Lynne Matallana, president of the National Fibromyalgia Association, a patients’ advocacy group that receives some of its financing from drug companies, said the new drugs would help people accept the existence of fibromyalgia. “The day that the F.D.A. approved a drug and we had a public service announcement, my pain became real to people,” Ms. Matallana said.

Ms. Matallana said she had suffered from fibromyalgia since 1993. At one point, the pain kept her bedridden for two years, she said. Today she still has pain, but a mix of drug and nondrug treatments — as well as support from her family and her desire to run the National Fibromyalgia Association — has enabled her to improve her health, she said. She declined to say whether she takes Lyrica.

“I just got to a point where I felt, I have pain but I’m going to have to figure out how to live with it,” she said. “I absolutely still have fibromyalgia.”

But doctors who are skeptical of fibromyalgia say vague complaints of chronic pain do not add up to a disease. No biological tests exist to diagnose fibromyalgia, and the condition cannot be linked to any environmental or biological causes.

The diagnosis of fibromyalgia itself worsens the condition by encouraging people to think of themselves as sick and catalog their pain, said Dr. Nortin Hadler, a rheumatologist and professor of medicine at the University of North Carolina who has written extensively about fibromyalgia.

“These people live under a cloud,” he said. “And the more they seem to be around the medical establishment, the sicker they get.”

Dr. Frederick Wolfe, the director of the National Databank for Rheumatic Diseases and the lead author of the 1990 paper that first defined the diagnostic guidelines for fibromyalgia, says he has become cynical and discouraged about the diagnosis. He now considers the condition a physical response to stress, depression, and economic and social anxiety.

“Some of us in those days thought that we had actually identified a disease, which this clearly is not,” Dr.
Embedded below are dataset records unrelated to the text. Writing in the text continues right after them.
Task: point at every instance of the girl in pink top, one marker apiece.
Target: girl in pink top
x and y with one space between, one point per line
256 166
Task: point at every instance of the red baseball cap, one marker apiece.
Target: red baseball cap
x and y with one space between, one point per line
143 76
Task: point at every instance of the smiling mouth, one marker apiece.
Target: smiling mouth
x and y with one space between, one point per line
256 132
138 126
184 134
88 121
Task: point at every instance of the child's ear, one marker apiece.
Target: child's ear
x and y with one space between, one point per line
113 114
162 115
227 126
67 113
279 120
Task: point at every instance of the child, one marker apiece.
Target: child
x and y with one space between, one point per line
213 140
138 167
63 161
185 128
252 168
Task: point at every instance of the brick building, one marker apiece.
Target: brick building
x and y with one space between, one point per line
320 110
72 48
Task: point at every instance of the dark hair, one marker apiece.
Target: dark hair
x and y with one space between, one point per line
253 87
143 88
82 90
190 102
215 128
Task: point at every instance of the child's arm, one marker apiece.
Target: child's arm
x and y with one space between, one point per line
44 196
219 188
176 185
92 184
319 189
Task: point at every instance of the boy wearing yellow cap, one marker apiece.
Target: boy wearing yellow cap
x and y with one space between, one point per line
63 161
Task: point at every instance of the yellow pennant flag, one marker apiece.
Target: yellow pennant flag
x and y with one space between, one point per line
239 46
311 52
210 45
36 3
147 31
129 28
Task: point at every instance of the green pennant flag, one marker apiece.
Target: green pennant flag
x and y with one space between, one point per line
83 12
Wolfe said. “To make people ill, to give them an illness, was the wrong thing.”

In general, fibromyalgia patients complain not just of chronic pain but of many other symptoms, Dr. Wolfe said. A survey of 2,500 fibromyalgia patients published in 2007 by the National Fibromyalgia Association indicated that 63 percent reported suffering from back pain, 40 percent from chronic fatigue syndrome, and 30 percent from ringing in the ears, among other conditions. Many also reported that fibromyalgia interfered with their daily lives, with activities like walking or climbing stairs.

Most people “manage to get through life with some vicissitudes, but we adapt,” said Dr. George Ehrlich, a rheumatologist and an adjunct professor at the University of Pennsylvania. “People with fibromyalgia do not adapt.”

Both sides agree that people who are identified as having fibromyalgia do not get much relief from traditional pain medicines, whether anti-inflammatory drugs like ibuprofen — sold as Advil, among other brands — or prescription opiates like Vicodin. So drug companies have sought other ways to reduce pain.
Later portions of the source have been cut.